Michigan certification requirements
Documentation of your CP diagnosis (neurology or physical-medicine notes, MRI showing perinatal injury, or developmental records) is helpful. A list of current antispastic medications (baclofen, tizanidine, diazepam, botulinum toxin) and other therapies (PT, OT, orthotics) is useful. Pediatric patients require a designated caregiver per state rules.
Frequently Asked Questions
- Can children with cerebral palsy qualify in Michigan?
- Yes, with parental consent and a designated caregiver. Pediatric MMMP applications have additional documentation requirements. Dr. Vance will discuss the specific process for minor applicants during the consultation.
- Will cannabis help with my CP-related spasticity?

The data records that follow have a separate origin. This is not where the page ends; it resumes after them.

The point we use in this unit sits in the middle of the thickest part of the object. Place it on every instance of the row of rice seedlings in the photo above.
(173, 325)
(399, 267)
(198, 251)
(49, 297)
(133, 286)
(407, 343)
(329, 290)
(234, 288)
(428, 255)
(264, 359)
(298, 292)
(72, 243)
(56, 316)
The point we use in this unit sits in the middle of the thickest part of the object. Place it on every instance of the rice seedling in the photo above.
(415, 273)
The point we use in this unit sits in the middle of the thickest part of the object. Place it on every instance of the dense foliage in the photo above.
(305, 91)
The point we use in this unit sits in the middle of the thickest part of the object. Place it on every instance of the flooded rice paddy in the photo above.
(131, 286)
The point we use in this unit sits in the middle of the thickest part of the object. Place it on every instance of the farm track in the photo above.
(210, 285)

- For many CP patients, yes. Cannabis-derived spasticity reduction is well-established in multiple sclerosis and is generally considered applicable to CP. Cannabis is typically used alongside — not instead of — first-line antispastics like baclofen.
- How does the Michigan medical marijuana process work for a cerebral palsy patient who is a minor?

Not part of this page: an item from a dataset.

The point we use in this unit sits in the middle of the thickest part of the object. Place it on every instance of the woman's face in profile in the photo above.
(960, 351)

- Patients under 18 can qualify with a designated caregiver, typically a parent. The caregiver registers with the state alongside the patient. Michigan Category C conditions include cerebral palsy, and the MMMP recognizes pediatric access with appropriate documentation.
- Will the medical marijuana card affect my child's IEP or school services?

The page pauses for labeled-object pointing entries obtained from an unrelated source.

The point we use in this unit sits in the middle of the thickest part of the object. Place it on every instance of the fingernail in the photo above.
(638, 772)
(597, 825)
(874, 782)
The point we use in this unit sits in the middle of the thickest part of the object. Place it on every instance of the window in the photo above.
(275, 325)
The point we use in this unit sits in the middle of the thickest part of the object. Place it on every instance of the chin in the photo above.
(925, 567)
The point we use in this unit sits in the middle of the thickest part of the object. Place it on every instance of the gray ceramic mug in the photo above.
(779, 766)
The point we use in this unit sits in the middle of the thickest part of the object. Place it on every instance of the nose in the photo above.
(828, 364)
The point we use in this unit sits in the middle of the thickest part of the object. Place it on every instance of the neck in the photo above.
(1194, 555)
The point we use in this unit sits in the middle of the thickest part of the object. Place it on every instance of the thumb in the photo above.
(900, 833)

- Michigan MMMP data is confidential under MCL 333.26426(h) and is not reported to schools or IEP databases. If cannabis products need to be administered during the school day, that must be coordinated separately with school administration and typically requires school district approval.
- How does the phone consultation work for a patient with speech or communication differences?
- The visit is 10–15 minutes and caregivers can lead the conversation on behalf of patients with speech or communication differences. Dr. Vance is patient with alternative communication methods. Records from your neurologist or developmental pediatrician speed the evaluation.